Data/Load Balancing of Shards

loredanacirstea · August 13, 2019, 11:08am

Scenarios

Existent imbalanced data/gas spent on shards
Migration of data from one shard to another for other technical/business reasons
New data from off-chain sources / Eth1

For the purpose of solving this problem we will use dType (dType (Decentralized Type System) on Ethereum 2.0) and the fact that it now has a count function for stored items. The count function is not ideal, because it does not measure the actual storage cost, but it gives enough approximation for the current purpose.

Problem Statement

Given a number of shards shard_count, each loaded with a certain shard_load and a number of dType storage contracts dtype_count, each with a certain dtype_load, we need to find a way to balance the loads across shards.

The result is a list of shards, each with a list of dtype IDs that should be added to that shard and the final data load of that shard.

Solution

The Python code for this solution is: (it can also be read at https://github.com/pipeos-one/dType/blob/f28bc63377f0565b1809c4dd4842242ce25dbd73/docs/research/Data_Load_Balancing_of_Shards.ipynb)

import random

shard_count = 20
dtype_count = 50

# # Increase average_coef if there are not enough shards for all dtypes 
average_coef = 1.3

max_shard_load = 400
max_dtype_load = 2000

# Initialize random load values for shards and dtypes
shard_loads_initial = list(enumerate([random.randrange(i, max_shard_load) for i in range(shard_count)]))
dtype_loads_initial = list(enumerate([random.randrange(i, max_dtype_load) for i in range(dtype_count)]))
shards = [[] for i in range(shard_count)]


next_index_s = 0
next_index_dt = 0
last_index_dt = len(dtype_loads_initial) - 1
last_index_s = len(shard_loads_initial) - 1

# Sort loads: ascending for shards, descending for dtypes
shard_loads = sorted(shard_loads_initial, key=lambda tup: tup[1])
dtype_loads = sorted(dtype_loads_initial, key=lambda tup: tup[1], reverse=True)

# Calculate average count per shard
average_load_shard = (sum(i[1] for i in dtype_loads) + sum(i[1] for i in shard_loads)) / shard_count
average_load_shard *= average_coef
print('average_load_shard', average_load_shard)

# Move heavier than average dtypes on the least heaviest shards
for i, dload in dtype_loads:
    if dload >= average_load_shard:
        shards[next_index_s].append(i)
        next_index_s += 1
        next_index_dt += 1


# Pair heaviest dtypes with lightest shards
# and add as many light dtypes on top, as possible
for i, dload in dtype_loads[next_index_dt:]:
    if last_index_s < next_index_s:
        print('Needs more shards.

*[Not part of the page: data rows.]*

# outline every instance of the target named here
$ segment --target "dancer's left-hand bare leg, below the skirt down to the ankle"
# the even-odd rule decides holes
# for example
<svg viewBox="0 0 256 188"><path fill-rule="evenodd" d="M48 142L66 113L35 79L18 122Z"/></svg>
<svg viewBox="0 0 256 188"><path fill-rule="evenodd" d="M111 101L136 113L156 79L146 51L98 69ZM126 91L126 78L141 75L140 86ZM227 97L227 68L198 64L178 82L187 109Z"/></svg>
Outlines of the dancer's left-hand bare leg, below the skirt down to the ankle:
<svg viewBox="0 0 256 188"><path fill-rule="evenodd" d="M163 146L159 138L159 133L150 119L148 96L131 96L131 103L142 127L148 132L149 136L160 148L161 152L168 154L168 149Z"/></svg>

Increase average_coef');
        break

    # Add the next heaviest dtype to the next lightest shard
    shards[next_index_s].append(i)

    # Add as many light dtypes as the average_load_shard permits
    load = shard_loads[next_index_s][1] + dload + dtype_loads[last_index_dt][1]
    while last_index_dt > next_index_dt and load <= average_load_shard:
        shards[next_index_s].append(dtype_loads[last_index_dt][0])
        last_index_dt -= 1
        load += dtype_loads[last_index_dt][1]

    next_index_s += 1
    next_index_dt += 1
    if next_index_dt > last_index_dt:
        break

print('(shard_index, shard_load, dtype_indexes)')

final_shards = [(shard_loads[x][0], sum([dtype_loads_initial[dtype_index][1] for dtype_index in shards[x]]), shards[x]) for x, _ in enumerate(shards)]

print('final_shards', final_shards)

Conclusions

We may need more data about gas/storage costs for this algorithm to be effective. Extended usage of dType will also improve the outcome.

dxadxa · October 10, 2019, 3:32pm

If a shard is “overloaded” with just 2 heavy smart contracts that are made to interact a lot each others. I guess that the 2 smart contracts may end in 2 different shards? Then the interaction will become more complex, no? will it be transparent or the smart contracts will have to be somehow redesigned?

adiasg · October 12, 2019, 7:01am

There are many graph partitioning algorithms available, so the main problem here seems to be coming up with a cost function for our particular sharded blockchain situation. One simple cost function would be to combine storage & gas usage into their actual dollar cost per day. Also, maintaning a record of the cross-shard communication pattern will let us place frequently communicating accounts in the same shard.